Tablets 4.x
(Copied over from commit message) Introduces tablets support for version 4.x of the driver. Metadata about tablets will be kept in TabletMap that gets continuously updated through the tablets-routing-v1 extension. Each time the PreparedStatement or BoundStatement targets the wrong node and shard combination the server supporting tablets should respond with tablet metadata inside custom payload of its response. This metadata will be transparently processed and used for future queries.
Tablets metadata will by enabled by default. Until now driver was using TokenMaps to choose replicas and appropriate shards. Having a token was enough information to do that. Now driver will first attempt tablet-based lookup and only after failing to find corresponding tablet it will defer to TokenMap lookup. Since to find a correct tablet besides the token we need the keyspace and table names, many of the methods were extended to also accept those as parameters.
RequestHandlerTestHarness was adjusted to mock also MetadataManager.
Before it used to mock only session.getMetadata() call but the same can
be obtained by context.getMetadataManager().getMetadata(). Using the
second method was causing test failures.
@Bouncheck can you please describe the current status of it? Where we're in terms of code completion / testing / what's left / any estimation for completion?
Also, if review is already required or not and if any blockers exist at the moment.
Currently I've made almost complete switch to the solution that uses custom payloads instead of querying system.tablets. I've ran some tests on local 4 node cluster and so far there were no issues with reading the payloads and selecting the correct replica node. The only thing current code lacks is choosing a shard correctly. I think the code will be complete during this week.
@Bouncheck can you please update what’s the status and what’s this PR waiting for?
Currently it's waiting for review. I've done some manual testing, but haven't done any stress testing under heavy load.
Thanks @Bouncheck, can you please check the failing CI check? Also, please ping someone from the team to help you with a peer review.
Regarding stress testing, I don't know if we have a tool/app that utilizes this driver version, IIRC there was a problem to build c-s with this driver version. However, if it's not the case anymore or we can utilize newer c-s from the upstream that we can build with this driver, we can have a longevity test using SCT.
Will do. At first i thought 2024.1.2 failures were a one off, since it looked liked there's a lot of similar test errors relating to starting the cluster (and only for that scylla version), but it seems they reproduce after all.
@Bouncheck what's the status of this PR?
@Lorak-mmk can you please help reviewing this?
ping I see review comments from @Lorak-mmk from ~3 weeks ago that weren't discussed.
Yes, I've seen them and I'm reworking those parts. Should be ready soon
I'll push the code likely today - I want to run 1 more concurrency experiment.

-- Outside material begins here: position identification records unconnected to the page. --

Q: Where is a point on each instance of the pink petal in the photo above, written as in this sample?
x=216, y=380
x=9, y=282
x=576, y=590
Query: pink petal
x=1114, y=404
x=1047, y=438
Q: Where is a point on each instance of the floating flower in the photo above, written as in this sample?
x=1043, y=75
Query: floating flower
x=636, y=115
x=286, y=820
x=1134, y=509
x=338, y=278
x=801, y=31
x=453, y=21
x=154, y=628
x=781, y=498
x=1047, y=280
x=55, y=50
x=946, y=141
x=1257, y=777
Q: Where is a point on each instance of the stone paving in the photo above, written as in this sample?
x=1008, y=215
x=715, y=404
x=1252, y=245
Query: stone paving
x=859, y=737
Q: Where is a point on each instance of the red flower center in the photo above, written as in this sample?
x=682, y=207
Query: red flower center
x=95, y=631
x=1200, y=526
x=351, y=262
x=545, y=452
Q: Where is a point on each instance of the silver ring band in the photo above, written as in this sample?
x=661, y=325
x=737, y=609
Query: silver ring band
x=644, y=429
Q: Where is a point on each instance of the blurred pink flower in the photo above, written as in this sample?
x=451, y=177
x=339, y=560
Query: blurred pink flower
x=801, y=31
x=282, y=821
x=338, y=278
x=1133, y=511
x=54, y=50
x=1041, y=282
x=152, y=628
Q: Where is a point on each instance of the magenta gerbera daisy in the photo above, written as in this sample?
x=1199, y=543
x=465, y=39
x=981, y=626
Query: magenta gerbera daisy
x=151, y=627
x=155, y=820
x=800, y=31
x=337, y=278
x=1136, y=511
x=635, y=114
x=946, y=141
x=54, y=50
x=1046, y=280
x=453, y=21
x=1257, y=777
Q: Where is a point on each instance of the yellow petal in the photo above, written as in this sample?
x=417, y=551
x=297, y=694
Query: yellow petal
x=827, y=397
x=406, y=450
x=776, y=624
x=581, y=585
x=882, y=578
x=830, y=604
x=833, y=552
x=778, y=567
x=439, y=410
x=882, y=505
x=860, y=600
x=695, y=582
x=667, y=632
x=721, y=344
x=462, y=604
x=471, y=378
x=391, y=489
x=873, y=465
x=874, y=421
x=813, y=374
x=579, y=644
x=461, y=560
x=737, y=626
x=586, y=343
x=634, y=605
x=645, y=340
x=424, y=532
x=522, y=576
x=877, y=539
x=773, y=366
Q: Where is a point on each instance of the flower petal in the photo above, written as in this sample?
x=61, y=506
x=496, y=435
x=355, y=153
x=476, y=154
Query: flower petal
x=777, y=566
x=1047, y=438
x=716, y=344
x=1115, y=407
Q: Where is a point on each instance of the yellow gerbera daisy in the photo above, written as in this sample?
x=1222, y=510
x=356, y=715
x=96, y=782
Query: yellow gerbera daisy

@Bouncheck is it ready for re-review? If so, please request @avelanarius and @Lorak-mmk reviewing it ASAP.
@dani-tweig - this important PR is not tracked anywhere - there's no 'tablets' label for it, etc.
Pushed another version:
- Removed redundant/unused fields and collections from DefaultTablet
- Added NonNull annotation to pair structures
- Removed NodeShardPair altogether
- Added comment about thread safety to DefaultTabletMap
- Fixed comments about sweep during tabletAdd in DefaultTabletMap
- Removed unused elements from tests
- Removed
inferTable, addedgetRoutingTableinRequest; Provided overrides forBatchStatementandBoundStatement. Ultimately I did not addsetRoutingTableorroutingTablefields. I do not have a usecase for them right now and this saves me from adjusting statement builders and tests. - Removed unnecessary nullity checks and other misc. items pointed out
- Reduced 1 partitioner.hash(key) call in BasicLoadBalancingPolicy in case when falling back to TokenMap
- Switched to CqlIdentifiers instead of Strings when handling keyspace and table in tablet contexts
I see CI is failing, do you know why? Also, I remember you mentioned that Tablet tests were not being executed, because of some edge case with version comparing. Is hat fixed?
Last time I checked this test these same two methods (should_apply_node_filter, should_use_round_robin_on_local_dc_when_not_enough_routing_information) were failing and it was due to one node failing to start. This changes actual number of nodes seen in local dc and changes the output in second method to different than expected because round robin does not include that downed node.
The problem with tablets integration test was that the CI used to pull release candidate version for which I've noticed it was skipping this test. It's pulling 6.0.0 now which is the minimal required version and if you search the logs for DefaultMetadataTabletMapIT you can see that it indeed does run the test and launch 2 nodes it's configured for.